A political official who spoke to Lapid about entering politics said that he enjoys being the consensus figure he is now and is concerned about losing that status.

"He doesn't want to be a gimmick," the official said, "But he is the kind of charismatic leader who can really advance the civil agenda.

"He's like his father, but without the racism and the bourgeoisie economic policies that turned people off."

Lapid himself told interviewee Ilana Dayan recently that he would decide whether to run for Knesset "one minute before the elections."

Kadima and Likud MKs responded by sponsoring a bill this week requiring a 6-12-month cooling off period before journalists enter politics, as required of IDF generals.

Channel 10 reporter Nadav Perry reported Wednesday that Lapid had discussed politics over the last few weeks with MKs and several public officials, including Herzliya Mayor Yael German, Bat Yam Mayor Shlomi Lachiani, Hebrew University vice president Carmi Gillon, and Tzohar founder Rabbi Shai Piron.

Meretz and Labor rebel MKs and many public figures and grassroots organizations around the country are working behind the scenes to lay the foundations of a new party on the Left that would advance a civil agenda as Shinui did when it reached a peak of 15 seats under Yosef Lapid's leadership.

While former MK Ophir Paz-Pines and MK Nitzan Horowitz are also being sought to play major roles in the new party, the younger Lapid's presence is considered key. Recent fighting between haredim and secular activists in Jerusalem and other cities, this week's squabbles in the Knesset over matters of religion and state and the poor shape of Labor and Meretz have all given the efforts to form a new party momentum.

"Sooner or later, a secular party will arise as Shinui did," Poraz said. "There isn't a single party in the Knesset that struggles for the secularists nowadays. We lost our votes to Kadima and those voters aren't happy with Kadima's behavior on religion and state. In politics, when there's a need, someone comes to provide it."
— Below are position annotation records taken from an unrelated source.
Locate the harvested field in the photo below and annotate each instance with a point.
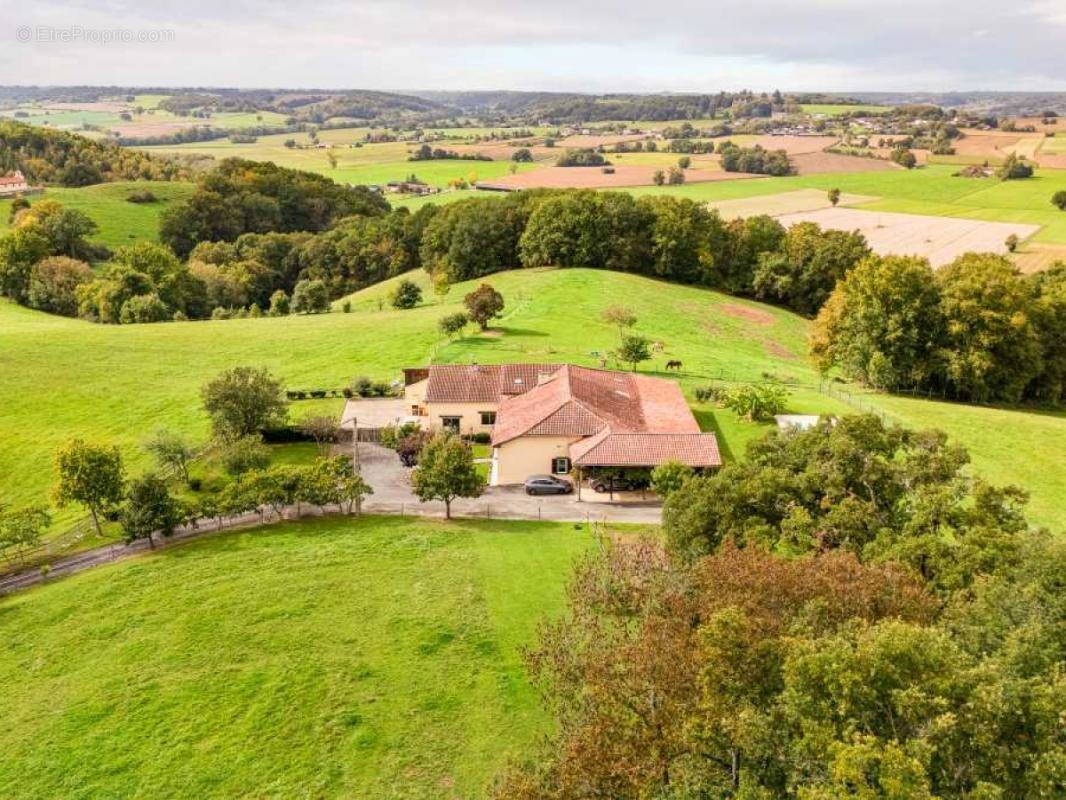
(792, 145)
(937, 238)
(786, 203)
(594, 177)
(580, 140)
(1036, 256)
(822, 163)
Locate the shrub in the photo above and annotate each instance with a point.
(54, 282)
(406, 294)
(756, 402)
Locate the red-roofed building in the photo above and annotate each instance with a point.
(13, 184)
(550, 417)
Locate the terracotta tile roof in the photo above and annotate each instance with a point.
(647, 449)
(482, 383)
(578, 401)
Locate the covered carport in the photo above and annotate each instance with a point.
(644, 451)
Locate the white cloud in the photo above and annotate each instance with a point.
(631, 45)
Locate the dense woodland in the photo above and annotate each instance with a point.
(57, 157)
(844, 613)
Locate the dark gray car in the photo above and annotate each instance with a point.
(547, 484)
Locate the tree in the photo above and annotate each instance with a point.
(53, 284)
(322, 428)
(446, 470)
(883, 324)
(991, 345)
(19, 251)
(172, 451)
(279, 305)
(668, 477)
(20, 530)
(310, 297)
(633, 349)
(1014, 168)
(619, 316)
(244, 454)
(406, 294)
(243, 401)
(149, 508)
(90, 475)
(756, 402)
(452, 323)
(483, 304)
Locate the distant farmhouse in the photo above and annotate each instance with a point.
(13, 184)
(558, 417)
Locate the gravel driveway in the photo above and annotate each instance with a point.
(392, 495)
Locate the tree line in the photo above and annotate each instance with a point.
(58, 157)
(974, 330)
(844, 613)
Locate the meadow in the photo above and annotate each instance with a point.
(326, 658)
(68, 378)
(119, 221)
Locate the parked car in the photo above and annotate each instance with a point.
(623, 483)
(547, 484)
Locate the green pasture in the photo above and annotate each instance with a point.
(327, 658)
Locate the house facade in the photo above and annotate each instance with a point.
(13, 184)
(558, 418)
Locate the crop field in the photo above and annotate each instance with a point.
(69, 378)
(786, 203)
(119, 221)
(327, 658)
(938, 239)
(933, 190)
(369, 163)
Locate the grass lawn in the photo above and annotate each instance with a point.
(327, 658)
(67, 378)
(120, 222)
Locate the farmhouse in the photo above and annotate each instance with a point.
(559, 417)
(13, 184)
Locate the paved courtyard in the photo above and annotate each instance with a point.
(392, 495)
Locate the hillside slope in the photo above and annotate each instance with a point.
(66, 378)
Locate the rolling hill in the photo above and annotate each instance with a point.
(67, 378)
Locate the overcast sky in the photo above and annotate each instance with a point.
(554, 45)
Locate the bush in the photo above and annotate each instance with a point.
(142, 196)
(406, 294)
(756, 402)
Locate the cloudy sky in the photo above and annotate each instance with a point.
(554, 45)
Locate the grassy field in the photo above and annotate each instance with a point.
(118, 384)
(371, 163)
(933, 190)
(120, 221)
(328, 658)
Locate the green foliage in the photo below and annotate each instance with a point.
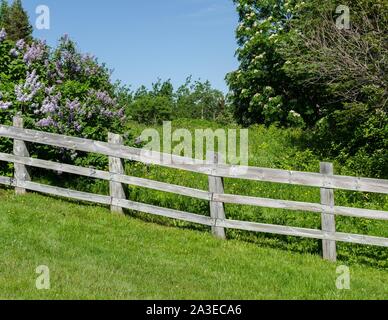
(194, 100)
(15, 21)
(297, 68)
(93, 254)
(151, 110)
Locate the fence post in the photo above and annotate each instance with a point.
(20, 149)
(328, 218)
(116, 166)
(216, 185)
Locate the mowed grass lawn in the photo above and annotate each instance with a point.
(93, 254)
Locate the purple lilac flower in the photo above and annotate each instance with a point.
(103, 97)
(73, 105)
(14, 53)
(3, 35)
(77, 127)
(5, 105)
(46, 122)
(27, 91)
(34, 52)
(20, 44)
(50, 104)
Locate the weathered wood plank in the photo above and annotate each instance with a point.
(104, 148)
(116, 166)
(189, 217)
(20, 149)
(300, 206)
(195, 165)
(106, 200)
(216, 185)
(164, 212)
(329, 247)
(302, 232)
(195, 193)
(104, 175)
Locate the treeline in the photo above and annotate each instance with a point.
(302, 64)
(194, 100)
(298, 68)
(14, 20)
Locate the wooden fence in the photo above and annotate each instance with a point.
(114, 149)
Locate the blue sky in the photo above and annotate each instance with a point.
(147, 39)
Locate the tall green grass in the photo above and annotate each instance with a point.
(92, 254)
(271, 148)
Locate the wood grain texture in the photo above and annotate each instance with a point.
(329, 247)
(216, 185)
(104, 175)
(116, 166)
(20, 149)
(194, 218)
(195, 165)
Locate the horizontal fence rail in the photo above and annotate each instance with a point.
(216, 196)
(195, 165)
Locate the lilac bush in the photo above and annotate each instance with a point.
(58, 90)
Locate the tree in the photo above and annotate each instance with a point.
(16, 21)
(4, 14)
(351, 67)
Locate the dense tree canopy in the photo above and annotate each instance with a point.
(298, 68)
(15, 21)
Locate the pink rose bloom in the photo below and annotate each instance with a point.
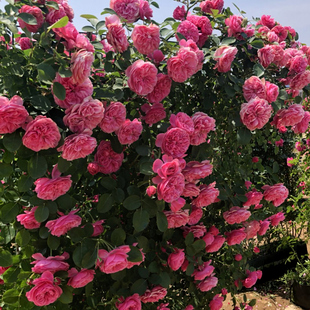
(190, 190)
(272, 92)
(129, 131)
(174, 142)
(179, 13)
(153, 113)
(127, 9)
(77, 146)
(41, 134)
(176, 259)
(80, 279)
(188, 30)
(177, 219)
(114, 117)
(183, 121)
(224, 56)
(195, 170)
(266, 20)
(13, 114)
(130, 303)
(208, 195)
(216, 303)
(251, 229)
(36, 13)
(161, 89)
(254, 87)
(266, 55)
(236, 215)
(51, 263)
(44, 292)
(215, 245)
(84, 117)
(303, 125)
(182, 66)
(24, 43)
(235, 236)
(276, 218)
(203, 271)
(277, 193)
(142, 77)
(207, 284)
(145, 10)
(107, 160)
(208, 5)
(81, 63)
(75, 93)
(288, 162)
(234, 25)
(64, 223)
(116, 35)
(255, 114)
(155, 294)
(238, 257)
(195, 215)
(113, 261)
(264, 226)
(171, 188)
(151, 191)
(28, 219)
(197, 230)
(98, 228)
(145, 38)
(253, 198)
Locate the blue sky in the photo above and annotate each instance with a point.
(287, 12)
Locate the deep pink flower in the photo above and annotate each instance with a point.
(277, 193)
(142, 77)
(64, 223)
(28, 220)
(45, 291)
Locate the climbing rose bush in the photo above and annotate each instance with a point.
(142, 163)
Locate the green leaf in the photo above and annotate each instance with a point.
(60, 23)
(5, 170)
(12, 141)
(40, 103)
(25, 183)
(258, 70)
(118, 236)
(244, 136)
(134, 255)
(37, 166)
(11, 296)
(28, 18)
(42, 213)
(23, 237)
(140, 220)
(66, 297)
(105, 203)
(59, 91)
(132, 202)
(139, 287)
(53, 242)
(6, 258)
(161, 221)
(257, 43)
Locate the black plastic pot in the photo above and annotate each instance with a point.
(301, 294)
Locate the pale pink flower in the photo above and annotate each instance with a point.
(224, 56)
(42, 133)
(142, 77)
(64, 223)
(145, 38)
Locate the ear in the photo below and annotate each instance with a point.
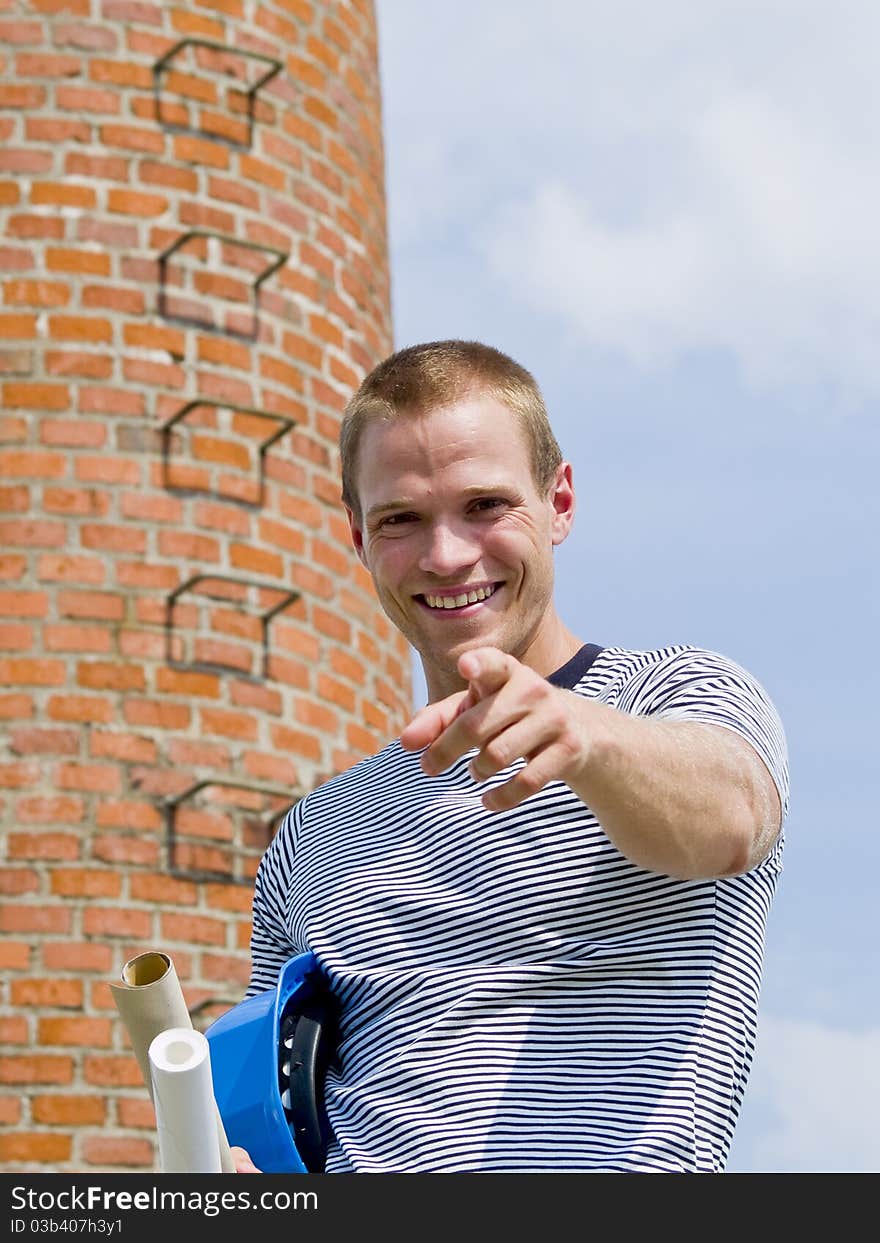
(562, 499)
(357, 531)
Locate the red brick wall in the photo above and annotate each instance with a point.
(107, 711)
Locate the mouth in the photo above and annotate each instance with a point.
(456, 600)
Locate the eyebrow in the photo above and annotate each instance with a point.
(466, 494)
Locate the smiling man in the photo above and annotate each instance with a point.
(542, 908)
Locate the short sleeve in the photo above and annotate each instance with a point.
(270, 940)
(694, 684)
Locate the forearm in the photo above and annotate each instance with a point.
(684, 798)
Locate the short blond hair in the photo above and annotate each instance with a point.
(433, 374)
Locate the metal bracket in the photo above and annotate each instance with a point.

The Hiddush organization, which bills itself as a non-denominational partnership for religious freedom, has taken polls that showed two-thirds of the public consistently support changes that advance religious freedom and pluralism. Hiddush CEO Rabbi Uri Regev said that a party with a civil agenda could even attract the support of modern Orthodox voters who are just as troubled as the secular by issues like retroactively canceling conversions and restricting women to the back of buses.

"It is clear to us that there is tremendous desire for a party that supports religious freedom and equality," Regev said. "The angst among the public is palpable. There's no doubt that Yair Lapid, by virtue of his writing, his public credibility and his responsible and balanced positions, holds great promise for many people. He is not anti-religious. He cares about Jewish affairs in an open-minded and pluralistic way."